A bird's-eye view of a 15-year conceptual plan for the west end of downtown Des Moines, between 12 and 15th streets and Mulberry and Walnut streets.

The plan calls for: 

  • 93,400 square feet of office and workspace.
  • 296,000 square feet of multifamily residential space across 10 different housing groups, including affordable housing for people with severe disabilities, supportive housing for families, senior housing and some market-rate units. 
  • 445,000 square feet for community and wellness, including the urban garden and a parking garage. 
  • 60,000 square feet for hospitality and entertainment. 
  • 65,000 square feet of retail and commercial space.
  • 83,000 square feet for civic and cultural space, including public art, pocket parks and a pedestrian bridge over Martin Luther King Jr. Parkway, linking the CISS agrihood to a proposed soccer stadium to the south

Several projects in the area already are planned or in the works, including new office space at the former H.B. Leiserowitz Co. building at 213 13th St., and a five-story apartment and commercial building in the vacant parking lot across the street. Plans also have been submitted to the city for a day care facility at 204 12th St. 

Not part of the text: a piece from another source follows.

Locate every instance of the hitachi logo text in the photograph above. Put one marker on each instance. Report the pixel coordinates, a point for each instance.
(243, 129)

And CISS is working on a project called the Haven House, which would serve as a "sobering" facility in partnership with area hospitals, as well as several floors of affordable one-bedroom apartments. CISS' board of directors is still considering the concept and exploring financing options.

►More:What happens to youth too old for foster care? Affordable housing project in Des Moines to provide an answer

The Des Moines metro is facing a shortage of affordable housing for its workforce, and extremely low-income renters have fallen far behind. Families that earn 30% of the area's median income — for a family of four, $25,100 a year or less — cannot afford to live in 60% of central Iowa rental units, according to a 2019 study by the National Low Income Housing Coalition.

To fill the gap, the Des Moines metro needs to add 11,848 homes for those renters. 

In addition, there were 681 homeless people living in Polk County as of Feb. 6, 2019, according to the Institute for Community Alliances. Ninety-two were unsheltered. 

Central Iowa Shelter & Services provides 150 emergency shelter beds, 19 efficiency apartments for veterans and 38 federally subsidized efficiency apartments for a total of 207 beds.